In most companies, revenue and resource allocation are closely aligned with each other, but this is a mistake from a longitudinal perspective. A new business will require years of investment before it can achieve horizon one status and this new business can’t fund itself. Of course, you can have it bootstrap itself, but the result will typically be that competitors with a more strategic resource allocation will become the market leaders in these new businesses.

'Once you’ve defined the commodity, **stop** virtually all investment in it'

Second, reduce investment in commodity functionality. Our research shows that companies spend 80-90 percent of their resources on functionality and capabilities that customers consider to be commodity. I’ve discussed this in earlier blog posts and columns, but I keep getting surprised at the lack of willingness of companies to look into novel ways of reducing investment in places where it doesn’t pay off. Don’t be stupid and, instead, do a strategic review of your entire product portfolio and the functionality in your products and, together with customers and others, define what’s commodity and what’s differentiating. Once you’ve defined the commodity, **stop** virtually all investment in it. You need those resources for sustaining innovations that drive differentiation for your products.

Third, many companies consider their existing business ecosystem as the one and only way to serve customers. In practice, however, ecosystems get disrupted and it’s far better to be the disruptor than the disruptee. This requires a constant exploration of opportunities to reposition yourself in your existing ecosystem, as well as an exploration of novel ecosystems where your capabilities might also be relevant.

Finally, digital technologies – especially data and AI – offer new ways of meeting customer needs that you must explore in order to avoid being disrupted by, especially, new entrants. Accept that the value in almost every industry is shifting from atoms to bits, that data can be used to subsidize product sales in multi-sided markets, that AI allows for automation of tasks that were impossible to automate even some years ago and, in general, proactively explore the value that digital technologies can provide for you and your customers. This is where the majority of the resources that you freed up through horizon planning and reducing investment in commodity functionality should go.

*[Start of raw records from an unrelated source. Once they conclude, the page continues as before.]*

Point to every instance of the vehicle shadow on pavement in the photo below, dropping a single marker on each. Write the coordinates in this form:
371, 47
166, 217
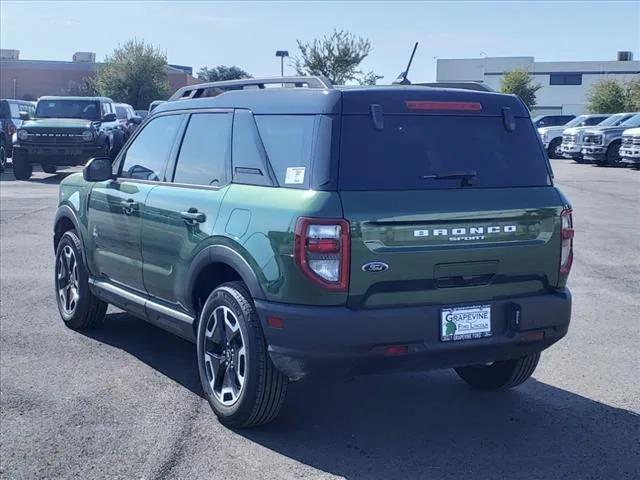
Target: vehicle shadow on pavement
168, 354
419, 425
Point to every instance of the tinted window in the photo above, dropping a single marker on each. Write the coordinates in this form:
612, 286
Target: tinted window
89, 110
632, 122
554, 120
121, 112
249, 157
205, 149
15, 110
288, 140
411, 149
565, 79
593, 121
146, 156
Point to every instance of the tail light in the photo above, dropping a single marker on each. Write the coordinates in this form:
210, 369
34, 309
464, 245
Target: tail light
322, 251
566, 232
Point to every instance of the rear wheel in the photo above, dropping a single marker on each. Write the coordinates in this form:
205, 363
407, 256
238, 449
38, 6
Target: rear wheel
78, 307
554, 146
22, 169
613, 154
3, 155
500, 375
239, 380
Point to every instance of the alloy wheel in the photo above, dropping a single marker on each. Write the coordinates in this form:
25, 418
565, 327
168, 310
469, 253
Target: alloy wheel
68, 280
225, 355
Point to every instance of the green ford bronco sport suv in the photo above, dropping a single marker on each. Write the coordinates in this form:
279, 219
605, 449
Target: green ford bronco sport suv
312, 230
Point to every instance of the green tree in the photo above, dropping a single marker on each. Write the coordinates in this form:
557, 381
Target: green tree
606, 96
632, 95
337, 57
135, 73
222, 72
86, 87
520, 83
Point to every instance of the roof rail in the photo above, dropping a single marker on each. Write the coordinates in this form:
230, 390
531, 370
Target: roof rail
212, 89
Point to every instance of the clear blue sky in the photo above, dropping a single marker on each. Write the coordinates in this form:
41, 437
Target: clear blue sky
248, 33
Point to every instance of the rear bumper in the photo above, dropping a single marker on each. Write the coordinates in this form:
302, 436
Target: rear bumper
597, 154
337, 341
630, 154
572, 151
59, 155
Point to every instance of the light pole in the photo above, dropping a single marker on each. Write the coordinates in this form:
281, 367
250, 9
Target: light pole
282, 54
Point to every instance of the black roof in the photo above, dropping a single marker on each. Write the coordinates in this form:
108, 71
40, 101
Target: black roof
348, 100
72, 97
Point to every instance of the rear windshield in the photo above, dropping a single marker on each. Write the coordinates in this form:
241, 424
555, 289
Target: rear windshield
412, 150
85, 109
121, 112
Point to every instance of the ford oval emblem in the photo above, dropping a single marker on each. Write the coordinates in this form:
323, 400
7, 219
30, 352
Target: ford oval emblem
375, 267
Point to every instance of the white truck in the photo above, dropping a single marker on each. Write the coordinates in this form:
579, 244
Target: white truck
552, 136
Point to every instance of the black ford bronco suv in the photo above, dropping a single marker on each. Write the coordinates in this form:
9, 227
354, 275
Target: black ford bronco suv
67, 131
320, 230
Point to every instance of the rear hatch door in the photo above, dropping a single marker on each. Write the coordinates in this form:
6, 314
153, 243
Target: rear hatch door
447, 206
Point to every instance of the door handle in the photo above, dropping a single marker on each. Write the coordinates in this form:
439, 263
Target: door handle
129, 206
193, 216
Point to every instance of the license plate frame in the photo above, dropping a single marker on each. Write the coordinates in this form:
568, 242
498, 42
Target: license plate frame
468, 322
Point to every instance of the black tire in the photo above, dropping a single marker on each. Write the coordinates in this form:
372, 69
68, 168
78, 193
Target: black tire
553, 146
89, 311
22, 169
613, 153
264, 388
3, 155
500, 375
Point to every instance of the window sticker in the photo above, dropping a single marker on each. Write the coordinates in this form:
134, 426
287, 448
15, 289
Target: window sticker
295, 175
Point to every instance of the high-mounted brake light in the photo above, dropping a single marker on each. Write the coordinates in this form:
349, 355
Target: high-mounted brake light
566, 233
322, 251
451, 106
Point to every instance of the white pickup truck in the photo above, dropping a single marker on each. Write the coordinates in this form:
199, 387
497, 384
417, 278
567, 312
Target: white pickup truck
552, 136
630, 147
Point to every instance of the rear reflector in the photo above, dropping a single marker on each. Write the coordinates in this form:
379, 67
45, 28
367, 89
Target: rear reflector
451, 106
395, 350
275, 322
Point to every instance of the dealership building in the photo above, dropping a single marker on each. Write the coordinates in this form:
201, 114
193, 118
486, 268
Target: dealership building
30, 79
565, 85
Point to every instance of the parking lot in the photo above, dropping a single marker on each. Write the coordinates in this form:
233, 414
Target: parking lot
125, 401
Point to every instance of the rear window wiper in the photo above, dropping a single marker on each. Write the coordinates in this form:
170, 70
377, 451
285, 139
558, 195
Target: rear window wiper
465, 176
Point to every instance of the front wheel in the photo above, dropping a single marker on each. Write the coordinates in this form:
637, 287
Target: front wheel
554, 148
78, 307
239, 380
3, 156
613, 154
500, 375
22, 169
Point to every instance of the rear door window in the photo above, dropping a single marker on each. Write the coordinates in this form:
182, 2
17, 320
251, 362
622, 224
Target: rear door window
288, 141
412, 150
147, 155
205, 150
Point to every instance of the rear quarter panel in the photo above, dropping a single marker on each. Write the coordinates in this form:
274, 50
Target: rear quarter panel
259, 223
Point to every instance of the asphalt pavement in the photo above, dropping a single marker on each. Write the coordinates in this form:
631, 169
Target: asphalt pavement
125, 401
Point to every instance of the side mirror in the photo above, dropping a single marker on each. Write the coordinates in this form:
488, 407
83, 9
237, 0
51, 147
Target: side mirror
98, 170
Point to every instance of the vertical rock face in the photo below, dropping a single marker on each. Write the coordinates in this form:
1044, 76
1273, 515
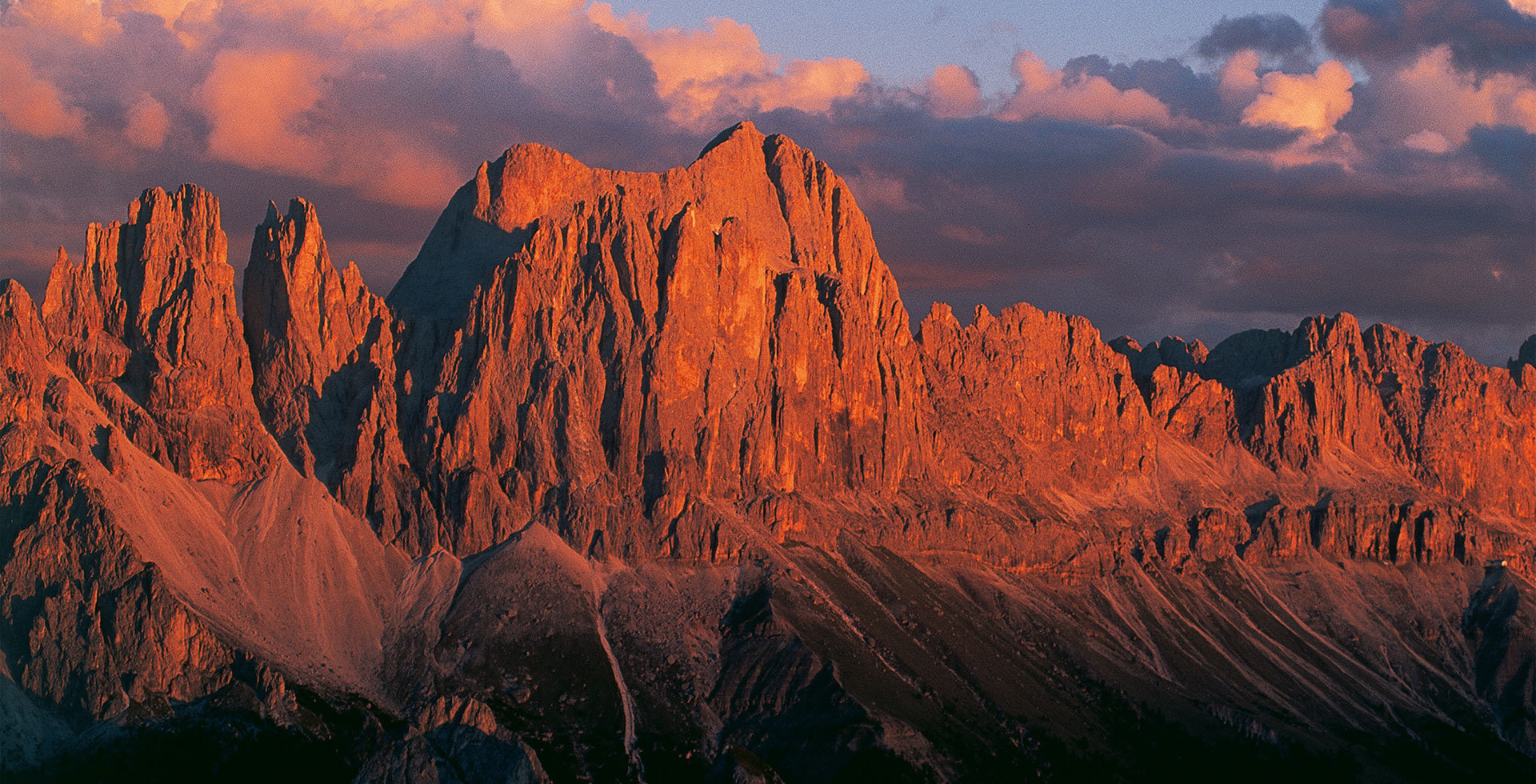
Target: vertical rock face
1036, 397
646, 345
150, 325
646, 475
323, 354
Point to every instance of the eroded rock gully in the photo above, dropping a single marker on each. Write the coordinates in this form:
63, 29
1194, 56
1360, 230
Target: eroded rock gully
650, 477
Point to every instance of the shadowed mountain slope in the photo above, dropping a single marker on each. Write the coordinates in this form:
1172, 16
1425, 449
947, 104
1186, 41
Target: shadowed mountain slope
649, 477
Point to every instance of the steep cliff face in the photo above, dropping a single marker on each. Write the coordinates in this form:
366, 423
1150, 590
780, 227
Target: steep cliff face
323, 351
641, 477
638, 353
150, 325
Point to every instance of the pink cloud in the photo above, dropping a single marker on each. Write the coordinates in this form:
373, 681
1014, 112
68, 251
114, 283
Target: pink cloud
148, 123
34, 105
1046, 93
707, 76
1432, 94
954, 91
1306, 102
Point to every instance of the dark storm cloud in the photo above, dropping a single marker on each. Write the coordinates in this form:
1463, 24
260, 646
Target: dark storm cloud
1484, 36
1188, 222
1277, 36
1172, 82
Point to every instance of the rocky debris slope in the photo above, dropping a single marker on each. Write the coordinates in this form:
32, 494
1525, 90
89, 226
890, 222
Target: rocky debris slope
646, 477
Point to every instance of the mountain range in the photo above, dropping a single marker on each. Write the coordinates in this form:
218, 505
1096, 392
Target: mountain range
650, 477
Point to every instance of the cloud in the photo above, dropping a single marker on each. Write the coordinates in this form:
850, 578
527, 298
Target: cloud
1270, 34
1482, 36
1306, 102
1050, 94
1192, 196
255, 102
148, 123
34, 105
709, 76
1432, 94
954, 91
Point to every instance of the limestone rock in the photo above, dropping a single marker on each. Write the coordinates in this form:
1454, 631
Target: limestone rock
150, 325
323, 354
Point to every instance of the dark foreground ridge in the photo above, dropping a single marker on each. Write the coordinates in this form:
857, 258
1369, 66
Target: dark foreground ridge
647, 477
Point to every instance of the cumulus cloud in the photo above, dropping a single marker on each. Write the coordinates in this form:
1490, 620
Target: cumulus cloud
1238, 186
954, 91
1484, 36
1306, 102
1432, 94
1048, 93
1277, 36
709, 76
148, 123
34, 105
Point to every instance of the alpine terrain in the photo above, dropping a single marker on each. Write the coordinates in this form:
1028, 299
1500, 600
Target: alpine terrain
649, 477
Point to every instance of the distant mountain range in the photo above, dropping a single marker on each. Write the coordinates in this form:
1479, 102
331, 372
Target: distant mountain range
649, 477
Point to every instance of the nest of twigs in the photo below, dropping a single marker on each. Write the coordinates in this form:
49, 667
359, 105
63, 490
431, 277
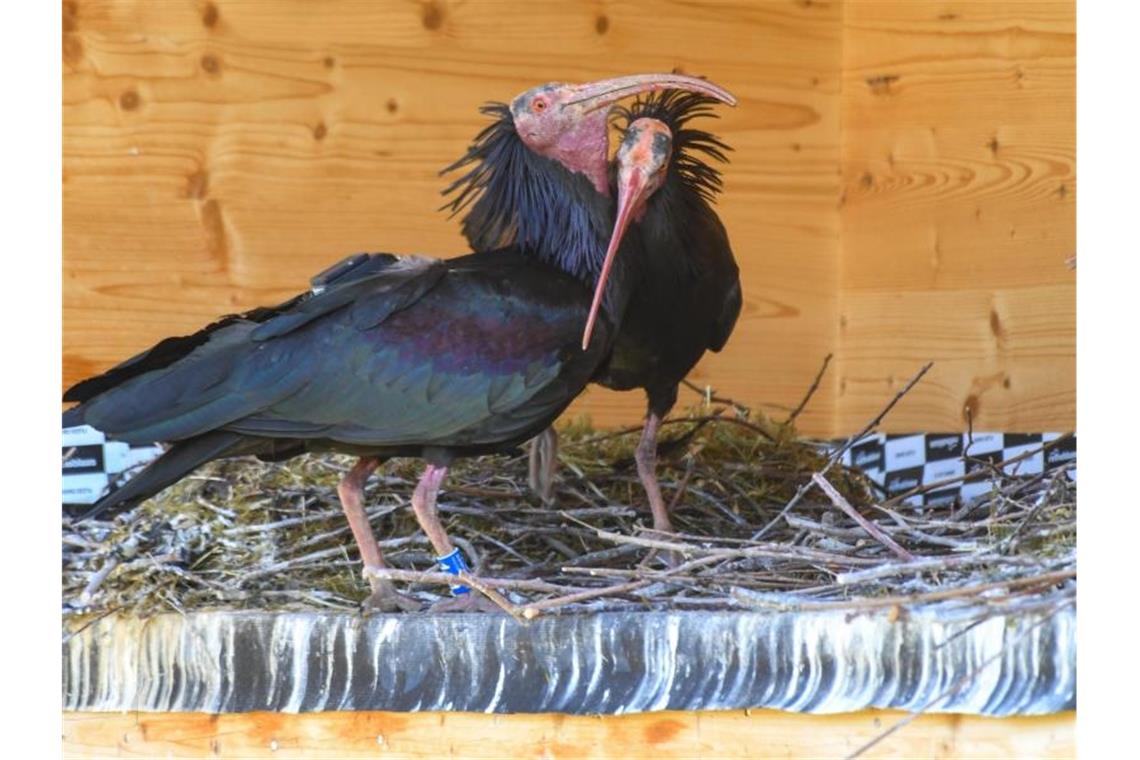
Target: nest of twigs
764, 519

Concluding, at the beginning of 2020, you need a game plan to significantly increase exploration at the expense of exploitation in order to identify new opportunities and detect disruption risks and to invest sufficiently in areas that provide an opportunity for growth. This requires strategic resource allocation, identifying and removing commodity, a careful review of your position in existing and new business ecosystems and major exploration initiatives in the data and AI space. It’s risky, it’s scary, most initiatives won’t pan out and customers, your shareholders and your own people will scream bloody murder. And yet, the biggest risk is to do nothing at all as that will surely lead to your company’s demise. Will you allow that to happen on your watch?